In any case, the idea here is that robots will eventually (soon, perhaps?) be able to at the very least take care of simple, routine medical procedures which will save patients both time and money.

“We’re now testing the robot on a human mannequin seated at the examining table whose breast is constrained in a stiff bra cup,” Smith said. “The breast is composed of turkey breast tissue with an embedded grape to simulate a lesion.”

This is making me hungry. Vid, after the jump.
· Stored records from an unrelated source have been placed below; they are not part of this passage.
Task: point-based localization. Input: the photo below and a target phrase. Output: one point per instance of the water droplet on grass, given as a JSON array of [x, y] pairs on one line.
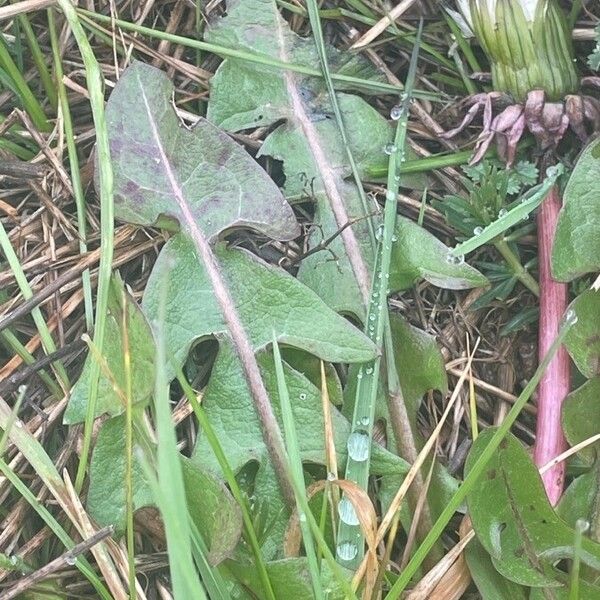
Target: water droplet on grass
[[358, 446], [347, 550], [571, 317], [454, 259], [347, 512], [396, 112]]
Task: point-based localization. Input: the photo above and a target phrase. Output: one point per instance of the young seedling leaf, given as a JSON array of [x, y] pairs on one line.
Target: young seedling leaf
[[210, 503], [581, 417], [514, 520], [576, 249], [583, 339]]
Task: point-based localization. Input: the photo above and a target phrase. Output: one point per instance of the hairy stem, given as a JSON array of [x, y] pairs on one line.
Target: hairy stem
[[554, 384]]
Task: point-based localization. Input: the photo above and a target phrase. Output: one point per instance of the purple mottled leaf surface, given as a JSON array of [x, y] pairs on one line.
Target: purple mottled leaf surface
[[162, 168]]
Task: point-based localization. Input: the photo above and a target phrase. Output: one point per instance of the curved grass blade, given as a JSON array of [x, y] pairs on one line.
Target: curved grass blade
[[350, 545], [476, 470], [530, 201]]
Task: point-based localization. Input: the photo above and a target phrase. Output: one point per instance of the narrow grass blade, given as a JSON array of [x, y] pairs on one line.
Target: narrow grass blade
[[581, 527], [530, 201], [78, 192], [81, 563], [11, 419], [19, 84], [95, 84], [375, 86], [315, 23], [350, 544], [295, 463], [167, 483], [39, 60], [459, 497], [12, 341], [36, 313], [215, 445]]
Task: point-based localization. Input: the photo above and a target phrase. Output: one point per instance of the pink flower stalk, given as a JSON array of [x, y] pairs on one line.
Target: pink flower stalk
[[555, 382]]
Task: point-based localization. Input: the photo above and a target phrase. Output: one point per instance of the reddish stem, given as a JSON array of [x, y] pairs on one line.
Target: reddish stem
[[555, 382]]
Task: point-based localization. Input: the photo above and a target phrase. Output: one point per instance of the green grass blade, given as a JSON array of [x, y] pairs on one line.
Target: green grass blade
[[95, 85], [12, 342], [295, 463], [39, 60], [315, 23], [36, 313], [350, 547], [459, 497], [374, 86], [78, 192], [168, 484], [530, 201], [81, 563], [229, 475], [19, 84]]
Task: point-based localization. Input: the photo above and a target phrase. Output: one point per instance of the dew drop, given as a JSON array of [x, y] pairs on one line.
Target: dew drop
[[347, 550], [347, 512], [571, 317], [358, 446], [582, 525], [454, 259]]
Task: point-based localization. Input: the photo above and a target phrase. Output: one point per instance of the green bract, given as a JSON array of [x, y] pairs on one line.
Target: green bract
[[528, 43]]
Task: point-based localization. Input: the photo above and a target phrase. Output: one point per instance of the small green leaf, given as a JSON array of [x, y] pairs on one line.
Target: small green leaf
[[491, 585], [581, 417], [583, 339], [267, 299], [106, 494], [594, 57], [420, 255], [580, 499], [576, 249], [514, 521], [290, 578], [210, 503], [419, 362], [142, 353], [230, 409]]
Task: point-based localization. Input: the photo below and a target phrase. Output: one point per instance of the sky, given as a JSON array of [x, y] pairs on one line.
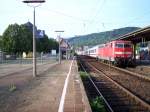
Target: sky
[[77, 17]]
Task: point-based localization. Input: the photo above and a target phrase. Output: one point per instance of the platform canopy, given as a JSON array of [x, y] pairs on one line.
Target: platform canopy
[[137, 36], [33, 1]]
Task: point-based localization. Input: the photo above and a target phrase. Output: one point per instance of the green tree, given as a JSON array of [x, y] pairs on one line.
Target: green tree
[[0, 42]]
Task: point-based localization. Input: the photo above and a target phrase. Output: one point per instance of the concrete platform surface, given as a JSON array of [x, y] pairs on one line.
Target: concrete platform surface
[[43, 93]]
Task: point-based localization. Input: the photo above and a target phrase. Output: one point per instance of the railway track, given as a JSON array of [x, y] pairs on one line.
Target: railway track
[[117, 94]]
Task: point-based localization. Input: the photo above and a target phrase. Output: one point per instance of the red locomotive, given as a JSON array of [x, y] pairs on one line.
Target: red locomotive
[[119, 52]]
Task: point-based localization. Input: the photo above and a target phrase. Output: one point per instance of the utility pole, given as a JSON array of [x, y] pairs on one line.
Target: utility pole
[[59, 35], [34, 4]]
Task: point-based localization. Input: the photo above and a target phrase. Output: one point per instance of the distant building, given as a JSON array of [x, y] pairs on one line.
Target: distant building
[[39, 33]]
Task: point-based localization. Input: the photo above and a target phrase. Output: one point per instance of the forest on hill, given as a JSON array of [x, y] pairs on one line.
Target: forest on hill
[[99, 38]]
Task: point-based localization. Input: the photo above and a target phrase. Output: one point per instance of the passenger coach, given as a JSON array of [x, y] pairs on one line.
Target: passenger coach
[[119, 52]]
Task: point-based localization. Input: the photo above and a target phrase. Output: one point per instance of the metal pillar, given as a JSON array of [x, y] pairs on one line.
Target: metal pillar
[[134, 51], [34, 45], [59, 52]]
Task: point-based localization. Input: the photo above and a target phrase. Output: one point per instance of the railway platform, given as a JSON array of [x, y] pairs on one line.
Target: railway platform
[[48, 92]]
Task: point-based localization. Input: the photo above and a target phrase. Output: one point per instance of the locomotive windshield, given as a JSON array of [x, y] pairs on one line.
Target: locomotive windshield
[[123, 45]]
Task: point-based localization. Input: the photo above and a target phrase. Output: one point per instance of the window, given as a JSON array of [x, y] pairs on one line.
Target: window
[[127, 46], [119, 45]]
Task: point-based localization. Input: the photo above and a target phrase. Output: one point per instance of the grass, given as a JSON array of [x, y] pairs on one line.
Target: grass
[[97, 105]]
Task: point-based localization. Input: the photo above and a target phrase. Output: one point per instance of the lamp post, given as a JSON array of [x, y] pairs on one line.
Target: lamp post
[[59, 31], [37, 2]]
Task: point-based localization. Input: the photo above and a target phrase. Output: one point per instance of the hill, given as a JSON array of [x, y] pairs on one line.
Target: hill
[[98, 38]]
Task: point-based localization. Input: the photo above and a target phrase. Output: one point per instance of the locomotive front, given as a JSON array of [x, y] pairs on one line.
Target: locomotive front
[[123, 53]]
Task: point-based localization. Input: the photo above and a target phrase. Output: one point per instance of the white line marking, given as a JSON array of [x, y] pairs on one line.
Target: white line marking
[[61, 105]]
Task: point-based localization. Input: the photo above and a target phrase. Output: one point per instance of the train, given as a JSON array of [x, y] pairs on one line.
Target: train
[[118, 52]]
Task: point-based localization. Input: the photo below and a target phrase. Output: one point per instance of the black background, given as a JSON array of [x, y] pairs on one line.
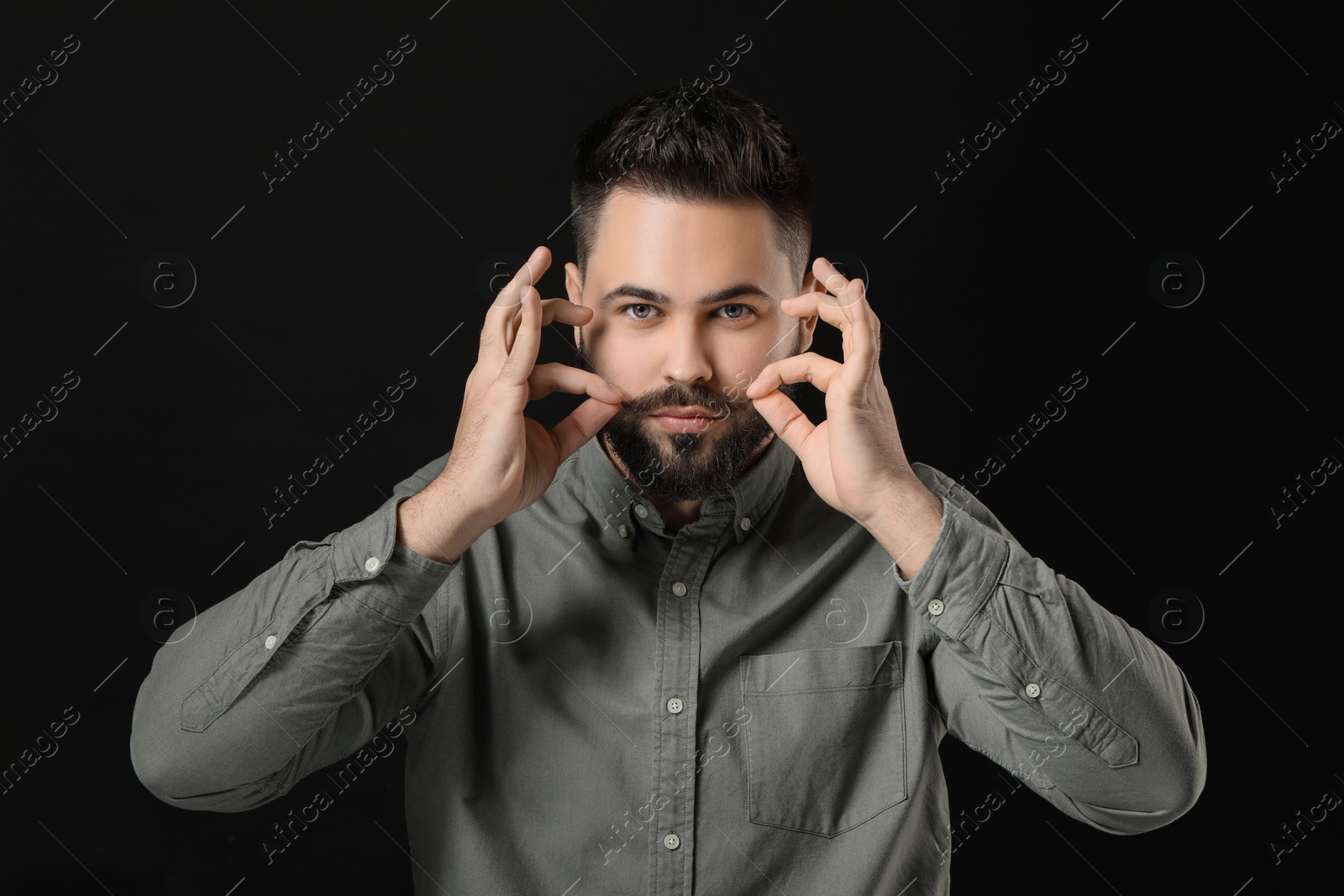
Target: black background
[[315, 296]]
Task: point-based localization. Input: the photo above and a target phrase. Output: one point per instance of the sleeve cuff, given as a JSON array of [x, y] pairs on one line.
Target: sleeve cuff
[[370, 550], [960, 573]]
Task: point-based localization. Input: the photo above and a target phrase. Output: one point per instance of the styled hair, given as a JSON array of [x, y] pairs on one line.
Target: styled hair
[[680, 145]]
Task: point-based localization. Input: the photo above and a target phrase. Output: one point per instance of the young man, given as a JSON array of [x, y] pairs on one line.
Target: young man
[[685, 641]]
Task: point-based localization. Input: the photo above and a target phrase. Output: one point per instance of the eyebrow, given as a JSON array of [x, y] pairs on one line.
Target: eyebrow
[[643, 293]]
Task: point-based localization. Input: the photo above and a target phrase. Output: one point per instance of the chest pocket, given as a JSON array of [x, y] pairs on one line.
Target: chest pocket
[[827, 741]]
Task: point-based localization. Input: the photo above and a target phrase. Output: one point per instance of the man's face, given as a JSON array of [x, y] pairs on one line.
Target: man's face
[[680, 354]]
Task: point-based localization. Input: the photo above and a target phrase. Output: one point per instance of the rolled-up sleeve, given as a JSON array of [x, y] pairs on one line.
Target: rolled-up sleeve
[[295, 671], [1034, 673]]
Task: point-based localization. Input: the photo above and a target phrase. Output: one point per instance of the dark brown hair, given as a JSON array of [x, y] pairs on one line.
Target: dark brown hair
[[682, 145]]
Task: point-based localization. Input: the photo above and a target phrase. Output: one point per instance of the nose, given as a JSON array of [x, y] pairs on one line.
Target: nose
[[687, 362]]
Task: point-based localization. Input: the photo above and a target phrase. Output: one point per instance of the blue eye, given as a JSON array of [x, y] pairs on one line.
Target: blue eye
[[743, 315]]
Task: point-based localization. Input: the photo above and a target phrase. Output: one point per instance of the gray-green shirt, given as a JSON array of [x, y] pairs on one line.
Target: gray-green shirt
[[591, 705]]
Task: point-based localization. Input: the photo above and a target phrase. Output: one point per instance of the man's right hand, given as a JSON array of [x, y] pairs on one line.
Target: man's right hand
[[503, 461]]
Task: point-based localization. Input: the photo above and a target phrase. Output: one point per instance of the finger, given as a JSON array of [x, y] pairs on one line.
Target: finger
[[806, 367], [522, 355], [508, 301], [555, 309], [562, 378], [855, 322], [862, 336], [581, 425], [785, 419]]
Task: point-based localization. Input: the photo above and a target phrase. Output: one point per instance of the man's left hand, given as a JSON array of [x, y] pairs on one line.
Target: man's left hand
[[853, 458]]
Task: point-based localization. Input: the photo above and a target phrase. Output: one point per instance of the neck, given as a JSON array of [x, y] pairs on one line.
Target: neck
[[675, 513]]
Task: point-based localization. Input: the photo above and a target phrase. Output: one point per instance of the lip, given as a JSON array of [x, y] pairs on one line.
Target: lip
[[685, 419]]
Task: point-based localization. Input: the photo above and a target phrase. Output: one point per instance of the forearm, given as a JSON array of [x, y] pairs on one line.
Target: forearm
[[909, 526], [436, 524], [265, 669], [1050, 684]]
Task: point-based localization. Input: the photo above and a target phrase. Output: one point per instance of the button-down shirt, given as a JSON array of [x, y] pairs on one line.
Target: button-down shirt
[[752, 705]]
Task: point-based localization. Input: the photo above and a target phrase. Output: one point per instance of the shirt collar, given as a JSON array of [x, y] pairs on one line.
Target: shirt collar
[[612, 497]]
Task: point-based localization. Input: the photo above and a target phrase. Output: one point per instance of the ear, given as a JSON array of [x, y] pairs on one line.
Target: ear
[[808, 325]]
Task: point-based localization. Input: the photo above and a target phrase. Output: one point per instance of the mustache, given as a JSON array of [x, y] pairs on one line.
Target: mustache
[[719, 405]]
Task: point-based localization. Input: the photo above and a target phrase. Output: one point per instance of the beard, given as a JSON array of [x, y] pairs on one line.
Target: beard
[[685, 466]]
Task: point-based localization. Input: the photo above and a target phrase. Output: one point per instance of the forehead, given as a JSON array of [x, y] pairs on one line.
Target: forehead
[[643, 237]]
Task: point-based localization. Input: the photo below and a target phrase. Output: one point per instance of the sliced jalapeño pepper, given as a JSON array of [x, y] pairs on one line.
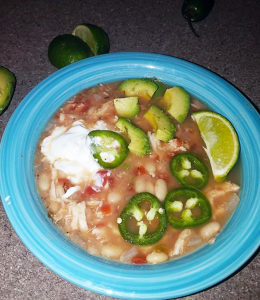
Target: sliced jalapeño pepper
[[143, 220], [186, 208], [189, 170], [108, 147]]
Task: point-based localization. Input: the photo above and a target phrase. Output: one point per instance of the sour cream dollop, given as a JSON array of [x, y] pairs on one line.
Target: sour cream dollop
[[69, 151]]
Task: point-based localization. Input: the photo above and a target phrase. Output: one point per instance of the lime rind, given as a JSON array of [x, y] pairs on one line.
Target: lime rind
[[95, 37], [221, 140]]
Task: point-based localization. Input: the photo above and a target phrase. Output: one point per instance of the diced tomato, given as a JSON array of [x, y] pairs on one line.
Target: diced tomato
[[164, 176], [106, 177], [65, 182], [140, 170], [89, 191], [105, 209], [178, 142], [139, 260]]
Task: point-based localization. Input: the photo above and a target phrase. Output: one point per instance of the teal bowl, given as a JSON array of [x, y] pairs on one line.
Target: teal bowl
[[189, 274]]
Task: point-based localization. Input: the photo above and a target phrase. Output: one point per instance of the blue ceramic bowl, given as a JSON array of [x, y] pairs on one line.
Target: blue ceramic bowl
[[192, 273]]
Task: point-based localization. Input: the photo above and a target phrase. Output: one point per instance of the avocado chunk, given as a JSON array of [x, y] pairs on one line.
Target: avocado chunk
[[7, 84], [127, 107], [161, 123], [139, 141], [139, 87], [177, 103], [160, 90]]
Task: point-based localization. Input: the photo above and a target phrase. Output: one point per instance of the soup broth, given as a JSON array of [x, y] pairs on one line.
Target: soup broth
[[86, 200]]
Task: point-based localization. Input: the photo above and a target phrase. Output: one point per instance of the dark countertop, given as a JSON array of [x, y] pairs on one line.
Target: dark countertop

Incidentally, turkeys are used because they have similar flesh to humans, and they show up about the same on an ultrasound. Also, they’re tasty.

[ Duke ] VIA [ Daily Mail ]

Note: the robot in the picture, a DaVinci system, was not the robot being used for this study. And as far as I know, the turkey in the picture wasn’t involved either.

Comments (2)

Category: Medical

2 Comments

Comment by Goose

Made Tuesday, 27 of July , 2010 at 8:01 pm

I just know I’m glad I didn’t have a robot doing my brain surgery

Comment by ethan454

Made Saturday, 31 of July , 2010 at 11:54 am

I think they could (and should) make a hand more suitable to do this. It looks a little jerky while injecting the needle…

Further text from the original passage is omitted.